You can, and Pinecone's own docs describe why most multi-tenant AI products do not. Each namespace is stored separately, so namespace-per-tenant is a physical isolation boundary — a leak requires a logic bug at the API layer, not a missed filter in a query. Metadata filtering is a logical filter in a shared namespace, and the leak surface is larger. Cost-wise, namespace-per-tenant is also cheaper at any meaningful scale — querying one tenant's 1 GB namespace costs 1 RU, while metadata-filtering a single shared 100 GB namespace for the same tenant costs 100 RUs per the documented pricing model. The tradeoff used to be operational complexity, but with namespaces-per-tenant supported up to the million-namespace scale on Standard and Enterprise plans, the operational argument has largely evaporated.
What happens to the architecture when a tenant churns and asks for data deletion?
Deletion becomes a small set of well-defined operations instead of an archaeology project. The Pinecone namespace for that tenant is deleted as a single API call — every vector for that tenant goes with it, because nothing was shared. The Postgres rows are deleted via the existing tenant_id-scoped DELETE, which RLS prevents from touching another tenant's data even if the deletion script has a bug. The provider-side project key (OpenAI) or workspace (Anthropic) is revoked, and the tenant-config row carrying their custom prompts is removed. The eval harness drops the tenant's eval set with the same delete. The contractual deletion deadline (often 30 days under enterprise DPAs) becomes a script you can prove ran, not a quarterly cleanup project.

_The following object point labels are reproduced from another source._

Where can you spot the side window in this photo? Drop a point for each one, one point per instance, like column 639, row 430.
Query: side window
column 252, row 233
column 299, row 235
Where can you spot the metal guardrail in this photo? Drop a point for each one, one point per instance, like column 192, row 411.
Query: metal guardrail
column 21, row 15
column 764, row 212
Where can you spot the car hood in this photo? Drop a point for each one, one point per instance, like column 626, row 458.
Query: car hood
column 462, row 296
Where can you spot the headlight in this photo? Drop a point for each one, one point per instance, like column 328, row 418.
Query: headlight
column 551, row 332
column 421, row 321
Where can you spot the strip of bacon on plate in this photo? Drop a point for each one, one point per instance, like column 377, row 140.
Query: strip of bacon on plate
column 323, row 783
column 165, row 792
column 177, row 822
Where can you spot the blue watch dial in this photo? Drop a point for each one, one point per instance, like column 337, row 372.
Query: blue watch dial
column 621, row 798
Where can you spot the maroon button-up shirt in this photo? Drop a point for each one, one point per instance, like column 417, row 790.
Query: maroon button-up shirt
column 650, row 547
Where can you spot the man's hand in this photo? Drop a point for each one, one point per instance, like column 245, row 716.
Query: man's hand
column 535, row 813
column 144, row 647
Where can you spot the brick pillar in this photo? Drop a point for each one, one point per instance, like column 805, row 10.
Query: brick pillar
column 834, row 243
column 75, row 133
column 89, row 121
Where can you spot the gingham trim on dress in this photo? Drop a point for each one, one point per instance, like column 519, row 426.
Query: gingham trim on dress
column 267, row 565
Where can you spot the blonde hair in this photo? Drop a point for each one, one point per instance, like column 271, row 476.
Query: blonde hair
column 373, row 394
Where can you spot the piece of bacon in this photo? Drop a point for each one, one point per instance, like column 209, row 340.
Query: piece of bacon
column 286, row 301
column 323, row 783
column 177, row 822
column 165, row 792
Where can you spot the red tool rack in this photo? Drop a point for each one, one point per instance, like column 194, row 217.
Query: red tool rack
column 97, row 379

How long does this typically take to stand up on an existing AI SaaS?
For an AI SaaS already running on a shared Pinecone index and a single provider key, retrofitting per-tenant namespaces plus per-tenant key or workspace plus the cost/rate budget layer is typically a few weeks of focused work. The slow variable is the vector migration — re-embedding is sometimes required, sometimes not, depending on whether the existing index has clean tenant_id metadata or whether tenant attribution has to be recovered from logs. The prompt-config and eval-harness pieces are usually smaller than the data migration and can ship in parallel.